SLHS takes on Tardy Sweeps

Images via Grayson Quigley

Images via Grayson Quigley

The ever present issue of student tardiness at South Lakes continues to create issues upon entering the third quarter of the 2022-2023 school year, however, this time the administration has a solution. As of late, SLHS has begun to implement “Tardy Sweeps” as a way to encourage students to get to class on time. 


So what is a “tardy sweep”? When the bell rings, either in the morning or in between periods, teachers are now being asked to close and lock their doors and begin class. Any students not in a classroom will be collected by administrators patrolling the halls who will give them a form to fill out and an escort to their class. Additionally, having a pass won’t protect you from these randomized sweeps, as teachers are now enforcing the “10-10 rule”: hallpasses are not to be distributed to students for the first and last 10 minutes of class.


Many students have expressed their displeasure with this new system due to both its rigidity and irregularity. With no way to anticipate when a tardy sweep might occur, students must now be more careful with when they show up to class. These sweeps target a problem and solve it on the surface, however—because they are not done every day—a student who is late to almost all of their classes and a student who is never late at all are punished the same. 



Hadley Smith, a South Lakes sophomore, expresses her feelings on the tardy sweep: “I think that tardy sweeps are unproductive because they take kids out of class.” Junior Ellie Janow expands on this: “They reduce learning time and are unnecessary for most students.

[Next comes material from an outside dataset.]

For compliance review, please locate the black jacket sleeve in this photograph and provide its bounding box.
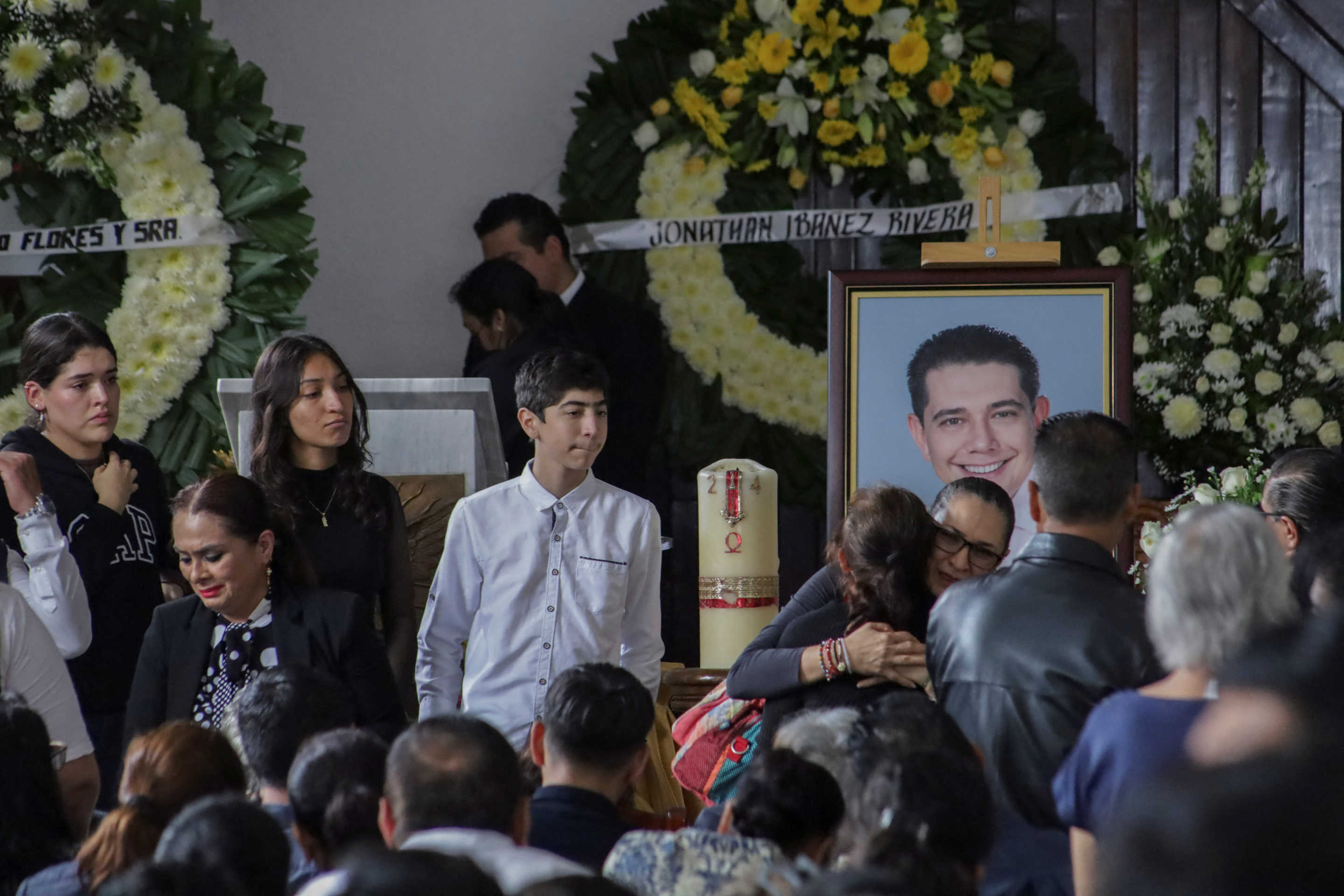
[125,607,169,744]
[727,566,840,700]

They should identify the root of the problem instead of trying to mitigate tardiness.” Since students who may have only been a minute or so late are now being taken to rooms to fill out forms, more class time is being lost to the sweep than to their tardiness would have initially caused. 

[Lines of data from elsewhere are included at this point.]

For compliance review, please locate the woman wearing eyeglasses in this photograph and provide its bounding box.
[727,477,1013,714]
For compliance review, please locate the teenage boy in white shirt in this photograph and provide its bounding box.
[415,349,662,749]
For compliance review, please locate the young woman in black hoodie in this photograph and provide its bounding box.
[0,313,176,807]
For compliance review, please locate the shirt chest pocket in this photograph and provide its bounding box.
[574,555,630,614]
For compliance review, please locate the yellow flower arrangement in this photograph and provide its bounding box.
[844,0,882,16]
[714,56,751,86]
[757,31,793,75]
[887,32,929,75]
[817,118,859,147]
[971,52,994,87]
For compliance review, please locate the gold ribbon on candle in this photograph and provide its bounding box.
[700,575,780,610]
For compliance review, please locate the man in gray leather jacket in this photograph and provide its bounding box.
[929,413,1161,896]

While there has been some backlash from students, there are also some who are able to reason with the idea. South Lakes senior Caitlin Quigley notes that the idea is important but the execution so far has been poor: “They are just an extension of the failed e-hallpass system.” Many people within schools—students, teachers, administrators, etc—would not disagree that being late to class is disruptive and a problem that needs to be solved. However, this hasty solution has caused more irritation than anything else amongst the students, and in some cases, teachers. Those affected hope that these tardy sweeps are still in their trial and error phase, and will be improved upon in the future to better solidify a comfortable learning environment for all.